Exploration for Continually Improving Robots

PhD Thesis, Tech. Report, CMU-RI-TR-24-62, September, 2024

Abstract

Data-driven learning is a powerful paradigm for enabling robots to learn skills. Current prominent approaches involve collecting large datasets of robot behavior via teleoperation or simulation, to then train policies. For these policies to generalize to diverse tasks and scenes, there is a large burden placed on constructing a rich initial dataset, which is bottle-necked by human labor required in collecting demonstrations or careful design of simulation assets and scenes. Can we instead enable robots to learn how to collect their own data for continual improvement? This thesis seeks to tackle this question of exploration, which directs how agents should act, leading to the discovery of useful behavior.

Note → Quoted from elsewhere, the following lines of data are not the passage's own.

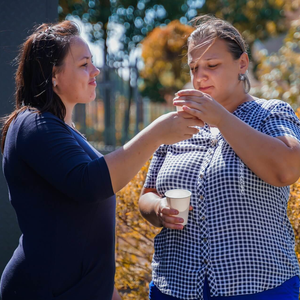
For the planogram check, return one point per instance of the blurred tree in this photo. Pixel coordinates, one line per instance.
(279, 73)
(254, 19)
(164, 55)
(134, 242)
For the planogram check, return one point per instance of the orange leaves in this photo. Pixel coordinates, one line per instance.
(164, 54)
(134, 242)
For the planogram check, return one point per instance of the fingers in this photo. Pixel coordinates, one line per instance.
(169, 219)
(189, 92)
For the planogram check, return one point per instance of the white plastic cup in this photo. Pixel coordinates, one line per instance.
(179, 108)
(179, 199)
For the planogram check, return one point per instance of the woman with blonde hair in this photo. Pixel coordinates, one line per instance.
(238, 243)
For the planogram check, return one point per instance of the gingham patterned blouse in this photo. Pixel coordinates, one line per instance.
(238, 234)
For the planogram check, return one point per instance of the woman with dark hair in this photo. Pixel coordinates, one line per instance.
(238, 243)
(61, 188)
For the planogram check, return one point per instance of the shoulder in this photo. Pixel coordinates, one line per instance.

We first consider how to define exploration objectives even in the absence of rewards or demonstrations. To explore new goals, our key insight is that it is easier to identify action sequences that lead to some unknown goal state, than to generate the unknown goal directly. This is enabled by training a world model that can be used to measure the uncertainty of action sequences. For further efficiency for real world deployment, we decouple environment and agent-centric exploration. The former relates to incentivizing actions that lead to change in the visual features of objects which is often beneficial for manipulation tasks, and the latter to uncertainty of the robot’s internal world model.

Next, we ask how to enable generalist robot explorers, for diverse tasks. Our approach is to learn data-driven priors to structure the action space, using human videos. We learn visual affordances, which characterize how objects can be interacted with by hands or end-effectors, providing a very efficient search space for exploration. Further this shared affordance action space can be used to train a joint human-robot world model. The model is first pre-trained on diverse video of human hands performing various tasks, and then fine-tuned with very few robot exploration trajectories. We also study how to efficiently adapt internet-scale video diffusion models using gradient information of a given reward function, which can enable future applications that use such models for planning in robotics.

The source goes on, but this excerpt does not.